The man hand-picked by Prime Minister Malcolm Turnbull to lead the digital transformation of the Australian Government, Paul Shetler, has resigned.
Mr Shetler, who was hired as the chief executive officer of the Turnbull-designed Digital Transformation Office in July last year, had been restructured out of the job when the DTO was rebirthed as the Digital Transformation Agency.
He was most recently the Australian Government’s Chief Digital Officer within the DTA.
Mr Shetler handed his resignation to the DTA’s interim CEO Nerida O’Loughlin on Tuesday evening, sources close to the agency said. It is not yet clear when he will work through a hand-over period.
Neither the DTA nor Mr Shetler have responded to queries from InnovationAus.com. It is not known whether Mr Shetler, a dual US-UK citizen, intends to stay in Australia or not.

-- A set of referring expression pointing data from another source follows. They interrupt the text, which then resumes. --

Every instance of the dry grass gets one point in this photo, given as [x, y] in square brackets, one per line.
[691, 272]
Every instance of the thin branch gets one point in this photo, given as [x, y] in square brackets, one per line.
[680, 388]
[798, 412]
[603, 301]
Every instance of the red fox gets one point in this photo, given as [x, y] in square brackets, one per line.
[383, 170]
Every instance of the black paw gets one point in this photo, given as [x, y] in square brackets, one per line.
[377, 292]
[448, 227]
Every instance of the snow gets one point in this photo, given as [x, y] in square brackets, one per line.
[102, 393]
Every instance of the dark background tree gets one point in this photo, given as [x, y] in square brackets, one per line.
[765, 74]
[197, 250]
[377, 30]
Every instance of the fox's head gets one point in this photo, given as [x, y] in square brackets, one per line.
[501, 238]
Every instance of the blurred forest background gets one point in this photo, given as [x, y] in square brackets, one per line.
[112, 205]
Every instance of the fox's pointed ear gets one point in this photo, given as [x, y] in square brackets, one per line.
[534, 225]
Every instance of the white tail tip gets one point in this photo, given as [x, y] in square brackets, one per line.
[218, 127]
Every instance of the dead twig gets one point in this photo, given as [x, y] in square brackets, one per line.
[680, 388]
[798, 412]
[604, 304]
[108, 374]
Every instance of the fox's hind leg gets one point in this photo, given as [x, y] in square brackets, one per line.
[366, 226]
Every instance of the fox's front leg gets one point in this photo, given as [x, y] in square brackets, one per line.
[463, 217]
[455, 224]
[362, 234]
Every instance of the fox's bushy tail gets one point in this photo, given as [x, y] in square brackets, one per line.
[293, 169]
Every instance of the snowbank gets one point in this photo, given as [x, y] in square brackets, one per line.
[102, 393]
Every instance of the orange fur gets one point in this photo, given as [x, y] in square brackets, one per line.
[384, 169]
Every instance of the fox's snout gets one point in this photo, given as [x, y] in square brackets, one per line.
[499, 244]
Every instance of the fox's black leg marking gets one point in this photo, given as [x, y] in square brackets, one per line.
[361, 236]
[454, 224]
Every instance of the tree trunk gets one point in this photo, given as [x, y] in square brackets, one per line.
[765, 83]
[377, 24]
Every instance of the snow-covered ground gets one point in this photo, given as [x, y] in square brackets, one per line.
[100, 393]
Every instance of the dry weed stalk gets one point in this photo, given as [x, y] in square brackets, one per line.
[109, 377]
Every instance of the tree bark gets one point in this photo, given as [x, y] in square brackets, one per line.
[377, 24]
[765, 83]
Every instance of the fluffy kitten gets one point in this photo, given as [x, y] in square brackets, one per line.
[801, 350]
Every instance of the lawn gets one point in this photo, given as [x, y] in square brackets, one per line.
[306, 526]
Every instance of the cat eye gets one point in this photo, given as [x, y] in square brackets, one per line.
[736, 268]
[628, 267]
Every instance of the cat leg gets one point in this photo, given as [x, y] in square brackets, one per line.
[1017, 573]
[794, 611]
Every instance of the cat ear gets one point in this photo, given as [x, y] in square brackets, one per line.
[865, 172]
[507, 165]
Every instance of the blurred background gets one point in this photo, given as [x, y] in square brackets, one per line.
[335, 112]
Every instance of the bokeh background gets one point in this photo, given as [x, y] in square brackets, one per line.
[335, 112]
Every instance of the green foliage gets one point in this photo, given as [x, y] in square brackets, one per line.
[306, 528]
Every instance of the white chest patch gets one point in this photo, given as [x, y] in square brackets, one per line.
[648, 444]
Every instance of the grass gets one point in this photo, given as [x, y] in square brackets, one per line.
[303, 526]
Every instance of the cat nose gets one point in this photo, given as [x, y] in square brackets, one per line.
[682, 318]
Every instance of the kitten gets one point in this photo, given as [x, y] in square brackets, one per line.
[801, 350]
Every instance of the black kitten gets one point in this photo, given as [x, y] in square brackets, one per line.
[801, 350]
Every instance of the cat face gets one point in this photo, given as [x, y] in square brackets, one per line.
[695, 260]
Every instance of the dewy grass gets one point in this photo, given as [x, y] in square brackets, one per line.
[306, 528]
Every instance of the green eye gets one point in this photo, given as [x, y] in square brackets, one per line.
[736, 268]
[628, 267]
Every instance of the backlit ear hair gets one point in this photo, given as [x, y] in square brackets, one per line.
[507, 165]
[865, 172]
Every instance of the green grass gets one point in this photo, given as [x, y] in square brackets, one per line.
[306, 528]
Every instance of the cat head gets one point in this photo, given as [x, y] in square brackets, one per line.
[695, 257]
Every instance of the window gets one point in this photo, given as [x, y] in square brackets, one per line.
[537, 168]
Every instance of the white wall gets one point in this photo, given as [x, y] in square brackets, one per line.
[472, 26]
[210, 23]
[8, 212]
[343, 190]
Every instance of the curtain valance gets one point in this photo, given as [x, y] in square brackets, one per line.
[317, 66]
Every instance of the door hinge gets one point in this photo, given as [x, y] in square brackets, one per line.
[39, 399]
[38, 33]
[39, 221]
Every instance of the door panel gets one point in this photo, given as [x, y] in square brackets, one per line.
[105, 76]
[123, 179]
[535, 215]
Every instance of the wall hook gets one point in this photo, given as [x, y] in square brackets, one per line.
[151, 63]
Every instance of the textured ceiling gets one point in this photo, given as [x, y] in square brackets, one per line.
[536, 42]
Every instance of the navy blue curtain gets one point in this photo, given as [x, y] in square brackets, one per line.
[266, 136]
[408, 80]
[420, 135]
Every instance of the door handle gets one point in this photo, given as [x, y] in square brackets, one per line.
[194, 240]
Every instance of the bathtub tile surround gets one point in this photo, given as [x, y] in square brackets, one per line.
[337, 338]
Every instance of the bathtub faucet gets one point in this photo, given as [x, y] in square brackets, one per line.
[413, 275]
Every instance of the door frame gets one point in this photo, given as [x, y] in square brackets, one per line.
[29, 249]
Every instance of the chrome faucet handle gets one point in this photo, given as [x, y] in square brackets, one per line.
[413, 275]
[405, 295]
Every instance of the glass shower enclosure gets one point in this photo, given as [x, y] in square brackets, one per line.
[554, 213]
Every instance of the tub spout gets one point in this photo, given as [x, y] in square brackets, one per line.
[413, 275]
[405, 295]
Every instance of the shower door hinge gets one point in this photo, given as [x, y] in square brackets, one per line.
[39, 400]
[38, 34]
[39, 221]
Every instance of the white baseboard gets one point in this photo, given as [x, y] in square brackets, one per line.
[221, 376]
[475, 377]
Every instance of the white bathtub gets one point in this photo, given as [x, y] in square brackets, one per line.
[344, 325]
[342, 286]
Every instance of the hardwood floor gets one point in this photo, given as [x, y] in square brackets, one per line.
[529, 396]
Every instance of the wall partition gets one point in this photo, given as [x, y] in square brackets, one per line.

The resignation is an important marker on the Australian Government’s digital journey. It signals the end of an insurgent strategy that sought to drive change within government through a small band of disruptive outliers.
These outliers have now been brought into the mainstream of the public service. The government has gone full-circle on strategy.
His departure also raises enormous questions about the structure of the DTA, which has yet to make public the machinery of government changes that are supposed to make it more effective than the office it replaced.
Mr Shetler’s resignation is emblematic of Assistant Minister for Digital Transformation and Cities Angus Taylor’s mantra of “less disruption, more change management”. Clearly this puts his philosophical stamp on the newly restructured transformation agenda.
The outliers have been brought to heel with the new mainstream ICT focus of Mr Taylor’s digital transformation agenda.
It leaves a massive hole in the government’s digital transformation agenda. Mr Shetler has been the public face of digital transformation in government and has achieved remarkable success in driving incredible cultural change across the Australian Public Service.
Mr Shetler has been a controversial figure in government circles since his arrival in Australia last July, having been recruited from the UK’s Government Digital Service. His outsider status and sometimes brash manner did not endear him to the public service mandarins.
But he found a small army of supporters among the ranks of the public service who were drawn to his vision, passion and sense of purpose. There were many in government who were simply drawn to a person driving necessary change.
The DTA’s interim CEO Ms O’Loughlin is now searching not only for a permanent chief for the role, but also for a powerful chief digital officer who can drive change.
Without such a person, the risk is that the DTA slumps back into being another mainstream agency, complacent with the ways of government rather than driving a fundamental rethink.
The original Digital Transformation Office had been announced in January 2015 within the Communications portfolio under the then Communications Minister Malcolm Turnbull.
Mr Shetler had been recruited to the role by the DTO interim chief executive David Hazlehurst (who is now a deputy secretary within the Industry department) after a global search.
It is understood Mr Shetler met directly with Mr Turnbull, who made a persuasive case for him to relocate to Australia.